6 Cialdini principles against ChatGPT security systems

ChatGPT is susceptible to flattery and executes forbidden requests after psychological manipulations. This was discovered by University of Pennsylvania scientists. When they hacked GPT-4o Mini using principles from a book on persuasion psychology. Artificial intelligence proved vulnerable to human tricks.

6 persuasion principles by Robert Cialdini became the key to bypassing security. Authority, commitment, liking, reciprocity, scarcity, social proof. Each method opened a linguistic path to AI agreement.

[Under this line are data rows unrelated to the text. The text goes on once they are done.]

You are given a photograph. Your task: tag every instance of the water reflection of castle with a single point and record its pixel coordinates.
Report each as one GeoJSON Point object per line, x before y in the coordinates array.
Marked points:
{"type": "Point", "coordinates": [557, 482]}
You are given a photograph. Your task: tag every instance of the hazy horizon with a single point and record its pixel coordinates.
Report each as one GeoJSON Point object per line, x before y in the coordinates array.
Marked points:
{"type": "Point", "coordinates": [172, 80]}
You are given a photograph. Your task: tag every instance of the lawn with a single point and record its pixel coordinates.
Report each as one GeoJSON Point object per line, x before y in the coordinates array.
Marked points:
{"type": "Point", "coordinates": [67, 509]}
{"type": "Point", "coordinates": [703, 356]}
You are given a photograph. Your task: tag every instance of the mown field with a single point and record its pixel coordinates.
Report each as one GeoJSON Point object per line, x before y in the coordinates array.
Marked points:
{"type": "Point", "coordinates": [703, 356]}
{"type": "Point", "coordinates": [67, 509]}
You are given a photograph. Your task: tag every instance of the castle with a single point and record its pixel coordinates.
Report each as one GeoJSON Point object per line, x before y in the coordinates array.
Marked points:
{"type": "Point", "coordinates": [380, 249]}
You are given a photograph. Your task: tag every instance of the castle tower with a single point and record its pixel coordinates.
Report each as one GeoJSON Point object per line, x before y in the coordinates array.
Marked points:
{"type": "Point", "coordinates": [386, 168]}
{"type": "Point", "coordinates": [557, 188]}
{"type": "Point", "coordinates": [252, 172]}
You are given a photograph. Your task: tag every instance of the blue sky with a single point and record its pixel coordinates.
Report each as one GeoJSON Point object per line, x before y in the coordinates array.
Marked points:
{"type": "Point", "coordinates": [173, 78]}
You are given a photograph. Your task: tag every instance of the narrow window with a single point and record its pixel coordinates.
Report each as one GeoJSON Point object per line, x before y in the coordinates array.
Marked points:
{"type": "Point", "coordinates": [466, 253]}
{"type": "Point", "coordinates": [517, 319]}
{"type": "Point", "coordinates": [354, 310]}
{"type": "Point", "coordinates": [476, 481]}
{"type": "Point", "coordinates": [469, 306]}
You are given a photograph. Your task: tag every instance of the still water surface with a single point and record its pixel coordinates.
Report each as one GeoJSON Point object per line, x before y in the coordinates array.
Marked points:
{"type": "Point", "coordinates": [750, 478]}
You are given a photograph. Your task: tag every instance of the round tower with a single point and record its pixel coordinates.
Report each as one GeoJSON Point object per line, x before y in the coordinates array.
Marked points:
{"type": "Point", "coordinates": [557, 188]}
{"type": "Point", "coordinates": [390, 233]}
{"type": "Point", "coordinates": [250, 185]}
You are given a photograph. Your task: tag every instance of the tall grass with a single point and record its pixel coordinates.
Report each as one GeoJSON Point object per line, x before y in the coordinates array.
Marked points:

The commitment principle showed 100% effectiveness. In the control group, ChatGPT answered questions about lidocaine synthesis in 1% of cases. After a question about vanillin synthesis, a precedent was created. The bot started answering chemical questions in 100% of cases.

The experiment with insults revealed the same pattern. A direct request to call the user a bastard worked in 18%. First they asked to use a mild insult “lout.” After that, the bot agreed to rudeness in 100% of cases.

Flattery activated the liking principle. AI became more compliant after compliments. Like an ordinary person susceptible to praise.

Social pressure also worked. The phrase “all other LLMs do this” increased the probability of rule violations from 1% to 18%. The bot fell for the collective behavior argument.

Researchers used only GPT-4o Mini. It turns out AI inherited all human weaknesses. But susceptibility to psychological tricks raises concerns about system security.